Senator Kyrsten Sinema, D-Ariz, has suggested he could also oppose it. He said Democrats should not pass it by special rules that would allow them to avoid a Republican hurdle, which would require overcoming 60 unattainable votes.
Manchin’s office did not make him available for an interview. Earlier this month he told The Hill, a political publication, that $ 11 an hour would be “responsible and reasonable.”
Even more ominously, the Senate MP is expected to rule soon on whether the minimum wage provision should be withdrawn from the bill. Under the streamlined procedures used by Democrats, items that are not primarily related to the budget cannot be included, and it is unclear whether Democrats would have the votes to overturn that decision.

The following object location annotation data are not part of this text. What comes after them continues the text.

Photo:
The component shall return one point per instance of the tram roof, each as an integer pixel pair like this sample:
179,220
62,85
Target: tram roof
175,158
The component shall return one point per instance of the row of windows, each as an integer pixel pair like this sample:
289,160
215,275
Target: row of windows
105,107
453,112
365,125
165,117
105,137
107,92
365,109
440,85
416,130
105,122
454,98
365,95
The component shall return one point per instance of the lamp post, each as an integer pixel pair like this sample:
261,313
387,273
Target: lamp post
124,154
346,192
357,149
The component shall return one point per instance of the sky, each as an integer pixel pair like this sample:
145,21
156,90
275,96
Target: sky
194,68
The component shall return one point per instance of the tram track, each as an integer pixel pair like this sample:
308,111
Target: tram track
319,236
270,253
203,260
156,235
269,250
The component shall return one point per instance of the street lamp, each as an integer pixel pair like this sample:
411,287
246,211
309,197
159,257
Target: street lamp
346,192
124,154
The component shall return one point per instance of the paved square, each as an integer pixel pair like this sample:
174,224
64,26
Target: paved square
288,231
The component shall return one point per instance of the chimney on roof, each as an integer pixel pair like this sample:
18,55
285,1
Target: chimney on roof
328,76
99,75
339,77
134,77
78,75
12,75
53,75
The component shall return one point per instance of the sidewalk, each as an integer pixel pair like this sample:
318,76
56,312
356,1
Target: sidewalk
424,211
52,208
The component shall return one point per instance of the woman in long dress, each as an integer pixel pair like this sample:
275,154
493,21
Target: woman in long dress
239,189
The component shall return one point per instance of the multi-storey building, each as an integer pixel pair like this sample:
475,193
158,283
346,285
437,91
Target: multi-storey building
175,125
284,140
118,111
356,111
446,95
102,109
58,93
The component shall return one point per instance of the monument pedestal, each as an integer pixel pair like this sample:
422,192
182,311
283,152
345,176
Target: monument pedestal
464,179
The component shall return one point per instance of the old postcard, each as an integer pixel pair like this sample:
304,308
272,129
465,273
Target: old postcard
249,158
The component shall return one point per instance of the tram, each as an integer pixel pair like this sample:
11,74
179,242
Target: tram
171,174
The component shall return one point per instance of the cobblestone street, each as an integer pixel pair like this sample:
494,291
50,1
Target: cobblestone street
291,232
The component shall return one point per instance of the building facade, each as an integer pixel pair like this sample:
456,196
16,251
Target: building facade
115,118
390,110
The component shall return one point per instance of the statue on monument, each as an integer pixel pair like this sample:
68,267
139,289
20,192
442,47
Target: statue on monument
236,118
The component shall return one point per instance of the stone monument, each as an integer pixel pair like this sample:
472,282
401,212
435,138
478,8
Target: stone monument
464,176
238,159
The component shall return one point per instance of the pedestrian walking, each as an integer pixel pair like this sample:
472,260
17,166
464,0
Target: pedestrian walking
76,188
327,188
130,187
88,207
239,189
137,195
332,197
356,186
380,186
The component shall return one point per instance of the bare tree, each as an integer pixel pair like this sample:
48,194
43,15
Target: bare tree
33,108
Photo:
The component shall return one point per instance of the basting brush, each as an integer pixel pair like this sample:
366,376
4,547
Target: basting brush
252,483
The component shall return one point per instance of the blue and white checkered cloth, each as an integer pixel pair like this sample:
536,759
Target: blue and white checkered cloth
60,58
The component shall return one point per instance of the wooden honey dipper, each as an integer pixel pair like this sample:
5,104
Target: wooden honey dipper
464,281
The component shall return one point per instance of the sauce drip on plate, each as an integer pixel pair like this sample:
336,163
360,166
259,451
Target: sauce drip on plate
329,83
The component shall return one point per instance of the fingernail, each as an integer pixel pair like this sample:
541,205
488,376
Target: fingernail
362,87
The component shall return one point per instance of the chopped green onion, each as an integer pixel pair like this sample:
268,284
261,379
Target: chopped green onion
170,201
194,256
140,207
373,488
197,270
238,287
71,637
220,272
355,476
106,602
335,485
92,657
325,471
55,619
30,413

Yet, even in a Congress where virtually all Democratic votes are needed, few or some are openly threatening to withdraw the entire bill unless they get in their way.
Senate Budget Committee Chairman Bernie Sanders, I-Vt., The main sponsor of his House’s minimum wage, said Democrats must act bravely and pass a package with the minimum wage increase. He responded indirectly when asked if he would be willing to commit to keeping the plan on the general bill.
“All Democrats understand that at this time in history, this time of unprecedented pain and suffering for working families, it is absolutely imperative to support the president, do what the American people want, and approve this package,” he said. in a statement. interview.
Moderate Representative Brad Schneider, D-Ill., Also noted unease over the intractable demands. The road to success is to “press as hard as you can to get everything you can now that you want, not compromise your principles and know that tomorrow will be another day,” said Schneider, leader of the new democratic coalition, a group of nearly 100 moderate House Democrats.
Republicans say the proposal is overpriced, not aimed at people most in need of help, and insufficiently inciting schools. reopening and is a party in favor of democratic power to ignore the Republican Party.
The bill would provide single payments of $ 1,400 to millions of low- and middle-income people, increase tax credits for minors that could be paid in advance and monthly, and provide weekly federal unemployment benefits of $ 400 extra up to ‘August. It would also provide hundreds of billions of dollars for state and local governments, closed schools, COVID-19 vaccines, and testing and hardship for airlines, restaurants, and other businesses.
History has rich examples of lawmakers who have faced fundamental decisions about whether they loyally support the priorities of their party presidents, with mixed results.
In 2017, three defections from the Republican Party, the most famous for the late after midnight, of the late Senator John McCain of R-Ariz. – dropped the commercial effort of then-President Donald Trump to repeal the Obama-era Affordable Care Act. McCain’s vote provoked endless enmity from Trump. Of the other two, Maine Sen. Susan Collins was re-elected last year and Alaska Sen. Lisa Murkowski faces re-election in 2022.
In 1993, the new President Bill Clinton’s $ 500 million deficit reduction plan was approved by the House by a single vote after first-year Rep. Marjorie Margolies-Mezvinsky agreed to support it. Mezvinsky, who had previously criticized the measure because it did not have enough spending cuts, voted “yes” after Clinton asked for support in a call he made to the House’s wardrobe during the vote.
“I told him I knew how important he was and I wouldn’t let him down, but I said it would just be the tiebreaker vote,” he recalled this week in an interview. He said he also told her, “If I throw you over, you’ll lose that seat.”
Both scenarios developed.
The package passed 218-216, saved by his casting vote. And the legislator, whose last name is now Margolies after the divorce, lost his re-election two years later than what was a heavily GOP district in the suburbs of Philadelphia.
He never returned to Congress. But one of his sons, Marc Mezvinsky, later married Clinton’s daughter, Chelsea.